Earlier in August, Chamblee officials took other elected officials from outside the city to see how all of that planning has shaped and transformed Chamblee into what it is today during a tour of various housing options, redevelopment sites, and downtown businesses as the city celebrated its 115th birthday.
During the tour, “local leaders from Chamblee and the Georgia Planning Association (GPA) showcased how the city has seen economic growth and an increase in housing supply over the past two decades because of investing in planning efforts that embrace land use reforms,” stated officials.
Those in attendance included state leaders included Rep. Karen Lupton (D-83), Rep. Teri Anulewicz (D-42), Rep. Victor Anderson (R-10), Sen. Sonya Halpern (D-39), Sen. Jason Esteves (D-06) and Deputy Commissioner for Housing Assistance and Development Philip Gilman, Georgia Department of Community Affairs.
Attendees were given an overview of Chamblee’s planning timeline of updates on the city’s comprehensive plan and the 2001 Livable Centers Initiative (LCI) Plan, which focused on capitalizing off the region’s growth to create a dense, mixed-use, walkable environment to spur investment in Chamblee, near the Chamblee MARTA train station, stated officials.
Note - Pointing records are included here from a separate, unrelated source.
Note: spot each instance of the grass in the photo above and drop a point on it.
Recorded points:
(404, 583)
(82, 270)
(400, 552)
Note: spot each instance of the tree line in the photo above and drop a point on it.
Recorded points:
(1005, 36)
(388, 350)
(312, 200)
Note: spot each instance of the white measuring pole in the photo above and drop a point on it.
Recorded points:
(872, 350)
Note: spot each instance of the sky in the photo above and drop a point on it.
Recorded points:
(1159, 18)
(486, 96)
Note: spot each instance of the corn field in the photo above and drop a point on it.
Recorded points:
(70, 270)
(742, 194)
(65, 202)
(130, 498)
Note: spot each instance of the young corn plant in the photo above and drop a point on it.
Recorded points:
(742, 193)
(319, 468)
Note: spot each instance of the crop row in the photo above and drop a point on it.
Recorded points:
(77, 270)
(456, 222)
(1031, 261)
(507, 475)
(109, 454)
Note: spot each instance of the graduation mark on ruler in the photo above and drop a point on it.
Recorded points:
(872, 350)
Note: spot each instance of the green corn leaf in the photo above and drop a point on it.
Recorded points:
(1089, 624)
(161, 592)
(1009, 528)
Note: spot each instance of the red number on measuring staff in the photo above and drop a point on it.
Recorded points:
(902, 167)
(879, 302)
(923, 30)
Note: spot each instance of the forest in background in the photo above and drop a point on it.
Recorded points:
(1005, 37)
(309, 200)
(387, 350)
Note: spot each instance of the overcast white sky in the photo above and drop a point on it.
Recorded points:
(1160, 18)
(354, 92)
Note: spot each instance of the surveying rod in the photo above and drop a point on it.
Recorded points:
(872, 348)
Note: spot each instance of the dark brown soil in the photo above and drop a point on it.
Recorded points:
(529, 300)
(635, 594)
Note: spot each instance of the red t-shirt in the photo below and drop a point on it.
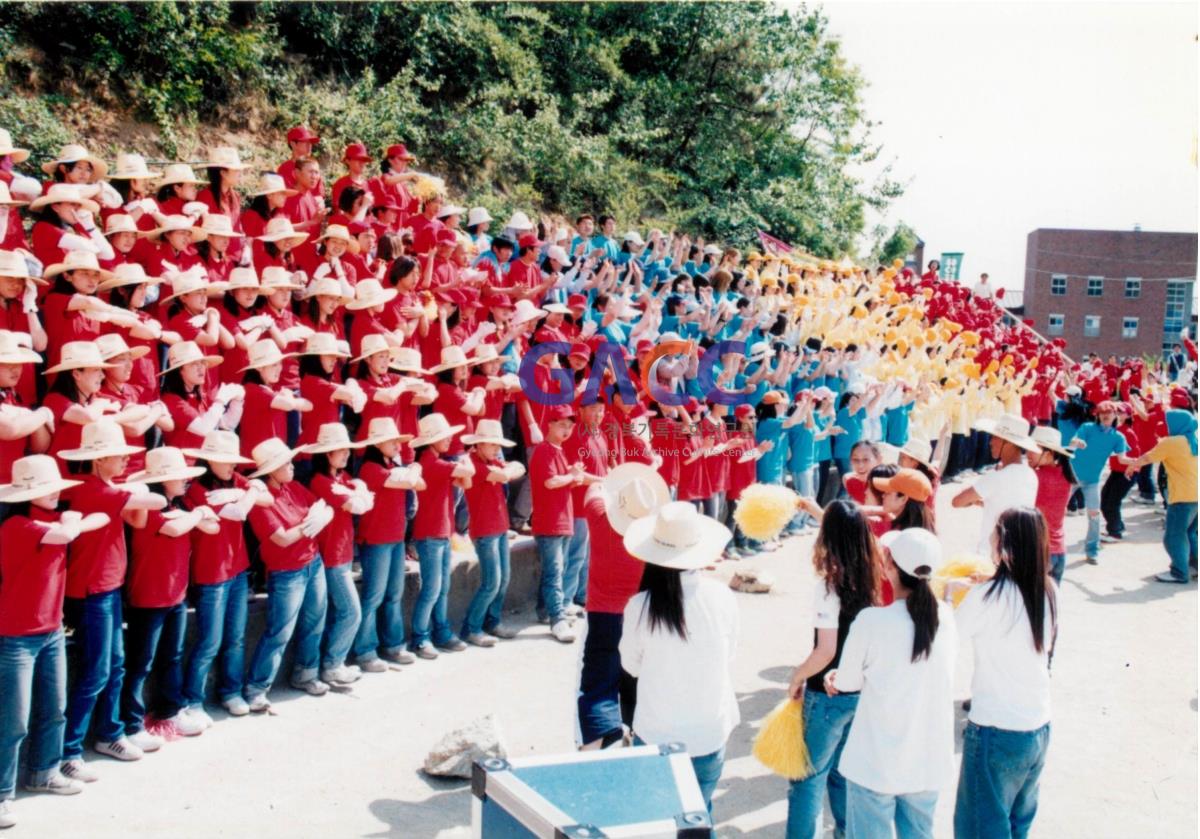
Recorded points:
(292, 503)
(157, 565)
(33, 575)
(96, 561)
(221, 556)
(613, 575)
(552, 510)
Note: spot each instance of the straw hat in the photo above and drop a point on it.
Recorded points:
(131, 166)
(186, 352)
(1009, 427)
(73, 153)
(270, 455)
(112, 345)
(129, 274)
(9, 150)
(13, 349)
(67, 193)
(102, 438)
(78, 355)
(382, 430)
(487, 431)
(633, 491)
(270, 184)
(225, 157)
(35, 477)
(263, 354)
(333, 437)
(173, 225)
(677, 535)
(435, 427)
(166, 463)
(323, 343)
(219, 447)
(369, 294)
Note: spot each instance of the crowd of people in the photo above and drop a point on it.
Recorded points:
(227, 379)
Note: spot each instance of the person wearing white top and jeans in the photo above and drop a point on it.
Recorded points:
(679, 636)
(1012, 624)
(900, 750)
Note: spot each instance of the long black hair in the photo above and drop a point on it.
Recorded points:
(1024, 546)
(664, 588)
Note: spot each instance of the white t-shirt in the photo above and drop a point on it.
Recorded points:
(1014, 485)
(903, 736)
(1011, 688)
(684, 688)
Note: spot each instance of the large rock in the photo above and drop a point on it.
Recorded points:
(455, 753)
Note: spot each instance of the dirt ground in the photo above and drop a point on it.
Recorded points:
(1122, 756)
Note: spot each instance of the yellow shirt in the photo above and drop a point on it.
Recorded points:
(1175, 454)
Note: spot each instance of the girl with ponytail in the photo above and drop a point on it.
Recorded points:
(900, 748)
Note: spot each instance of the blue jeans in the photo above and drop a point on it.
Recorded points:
(383, 600)
(220, 629)
(575, 573)
(826, 727)
(155, 642)
(1180, 538)
(874, 815)
(342, 617)
(997, 793)
(431, 604)
(551, 551)
(100, 647)
(295, 604)
(33, 700)
(484, 611)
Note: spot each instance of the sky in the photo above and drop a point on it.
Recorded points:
(1005, 118)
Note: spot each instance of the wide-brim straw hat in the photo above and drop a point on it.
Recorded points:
(270, 455)
(166, 463)
(633, 491)
(435, 427)
(35, 477)
(102, 438)
(220, 447)
(677, 535)
(487, 431)
(78, 355)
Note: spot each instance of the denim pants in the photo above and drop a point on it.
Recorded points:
(220, 629)
(826, 727)
(1180, 538)
(342, 617)
(33, 701)
(100, 671)
(431, 603)
(575, 571)
(484, 611)
(155, 643)
(875, 815)
(997, 793)
(551, 551)
(295, 605)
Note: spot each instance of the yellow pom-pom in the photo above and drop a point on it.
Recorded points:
(765, 509)
(780, 744)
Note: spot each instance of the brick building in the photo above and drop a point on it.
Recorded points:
(1120, 292)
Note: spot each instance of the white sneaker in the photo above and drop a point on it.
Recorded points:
(120, 749)
(563, 631)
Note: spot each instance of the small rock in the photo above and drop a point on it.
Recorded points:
(456, 753)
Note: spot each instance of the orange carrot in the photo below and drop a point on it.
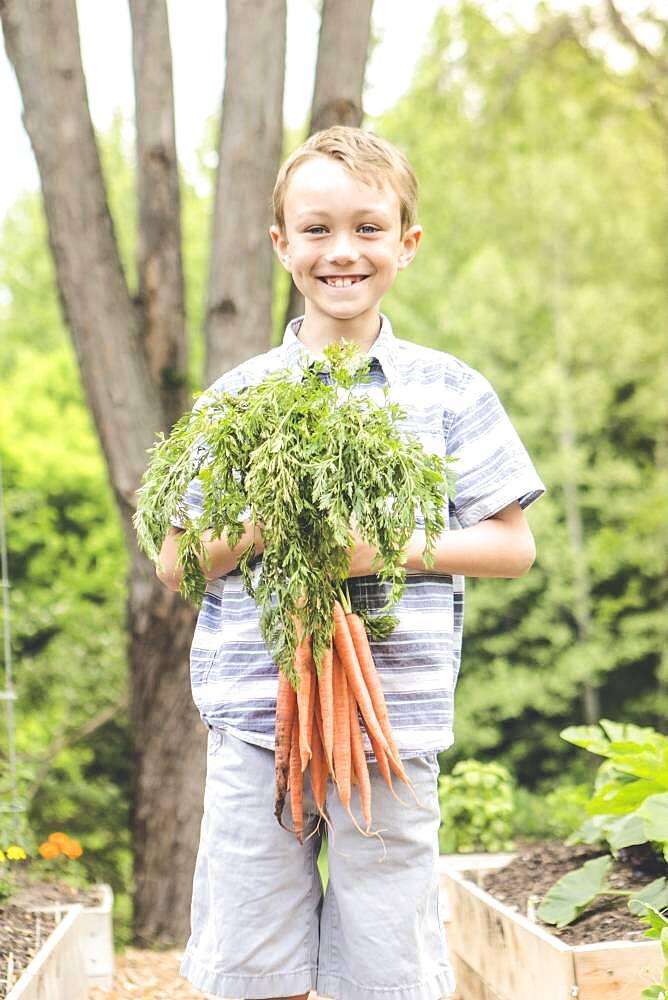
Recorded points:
(342, 760)
(318, 770)
(296, 782)
(346, 650)
(360, 769)
(372, 683)
(305, 671)
(286, 705)
(326, 701)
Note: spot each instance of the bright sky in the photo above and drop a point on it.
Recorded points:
(198, 36)
(197, 31)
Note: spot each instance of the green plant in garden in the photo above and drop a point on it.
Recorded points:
(12, 855)
(657, 928)
(630, 801)
(303, 458)
(557, 812)
(568, 898)
(629, 807)
(476, 808)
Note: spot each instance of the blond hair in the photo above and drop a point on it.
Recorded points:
(364, 155)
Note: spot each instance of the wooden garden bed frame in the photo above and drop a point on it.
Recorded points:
(499, 954)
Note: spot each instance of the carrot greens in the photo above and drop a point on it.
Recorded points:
(305, 456)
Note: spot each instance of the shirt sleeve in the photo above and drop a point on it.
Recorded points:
(492, 467)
Attendees were then guided to the rooftop of Chamblee’s City Hall for an aerial view of The Lumen, a mixed-use development currently under construction, and for remarks from J.R. Connolly, a local housing developer. State leaders were also transported by van to view the impact of Chamblee’s plans at sites including The Oliver, SLX, Attiva Malone, and development near Chamblee’s Rail Trail in Keswick Park. The event concluded with a panel discussion on economic development at Hopstix, an Asian Brewpub.
“Chamblee is a great example of being 10 to 15 years ahead of many of the communities across the state,” said Whitney Shephard, president of the GPA.
Shephard pointed to planners – and their ongoing partnership with elected officials – as the reason for that success by “adopting a very forward-thinking comprehensive plan, continuing to update those plans (and) then carrying that forward through zoning ordinances and other development regulations to achieve the vision for the community that Chamblee’s residents and businesses want to live in.”
Chamblee’s Mayor Brian Mock expressed his pride with “state leaders coming to see Chamblee as a model city to emulate.”